おそらく、自分だけが解けなくて取り残されているのが不満なのだろう。

「ヒント、というかほぼ答えに近いけどこの試練はただの言葉遊びに近いんだよ」
「言葉遊び?」
「わかりやすく言うと、ひっかけ問題とかの部類だね。 謎の声は『赤い扉、青い扉、黄色い扉に出口がある。 この中から出口を選択して開けることがこの試練の内容』って言っていたよね?」
「ああ、確かそんな感じだったな」
「この内容の時点で、赤・青・黄の扉以外にも選択肢があるんだよ。 しかも、ご丁寧にそれを選択して開けろって言ってる。 ここまで言えばわかるよね?」
「赤、青、黄の扉に出口があって、出口を選択して開けろ...出口を選択して....ぁああああっ! まさか!?」

どうやらアイトも答えにたどり着いたみたいだが、その表情はやはりと言うべきか釈然としていなかった。
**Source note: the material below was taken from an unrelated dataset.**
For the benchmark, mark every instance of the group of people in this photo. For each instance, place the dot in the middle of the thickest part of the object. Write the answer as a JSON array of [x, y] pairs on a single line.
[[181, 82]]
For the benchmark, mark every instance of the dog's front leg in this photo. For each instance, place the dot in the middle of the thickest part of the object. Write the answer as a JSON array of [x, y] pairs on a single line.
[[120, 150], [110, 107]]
「そう。 この試練は赤・青・黄の扉、それ・・に出口がある。 しかも、出口を選択しろと指定までしてるんだよ。 じゃあ、出口はどこかってなるけど、炎の試練をした僕達がどうやって出入りしたか考えたら答えはすぐに出る」
「うっわあー! 完全に小学生のなぞなぞレベルの問題じゃねぇか! やられたわ…」
「おーい! ハルキー! アイトー!」
「あったですよー!」

アイトが頭を抱えて叫んでると、ちょうど探していたものが見つかったようでヒカリとヒビキが大きな声で僕らを呼んだ。
僕が探して欲しいと頼んだもの――それは、入るときにヒビキが毎回乗る必要のある星形模様だ。試練の内容からして、きっと内側にもあると思い、探してもらったが予想は的中したようだ。

「ここです!」

ヒカリとヒビキの元に向かうと、入ってからすぐ真横の角の地面に、入る時と同じような星形模様があった。
さっそく、ヒビキがその上に乗ると地面の星形模様が青く輝き、入り口の扉が音をたてながら横にスライドして開き、出口が開いた。
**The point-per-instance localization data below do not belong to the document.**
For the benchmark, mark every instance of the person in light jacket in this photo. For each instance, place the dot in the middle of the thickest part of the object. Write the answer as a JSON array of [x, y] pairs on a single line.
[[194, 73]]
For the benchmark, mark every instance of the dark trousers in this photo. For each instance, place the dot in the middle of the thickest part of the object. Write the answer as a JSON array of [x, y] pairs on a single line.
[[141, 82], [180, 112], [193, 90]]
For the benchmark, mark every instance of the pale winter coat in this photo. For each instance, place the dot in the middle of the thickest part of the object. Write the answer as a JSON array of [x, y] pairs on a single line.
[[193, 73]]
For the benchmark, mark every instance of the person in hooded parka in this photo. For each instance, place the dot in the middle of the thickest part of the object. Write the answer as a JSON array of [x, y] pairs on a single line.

『よく隠された真実を見抜いたな! どんな時でも冷静に本質を見極める事こそ水の試練で求められることだ。 クリアおめでとう! 突破した証にこれを受けとれ』

すると、炎の試練と同様にどこからともなく青い宝石がヒビキの目の前に現れ、
【ジュエルペンダント】の中に吸い込まれていった。

『その宝石の名前はサファイア。 ルビーと合わせて、君の助けになってくれるはずだ。 次は南西の島の試練だな。 楽しみに待っているぞ!』
「はい!」

ヒビキが姿すら見えないその声に元気に返事をして、僕達は出口へと向かって行った。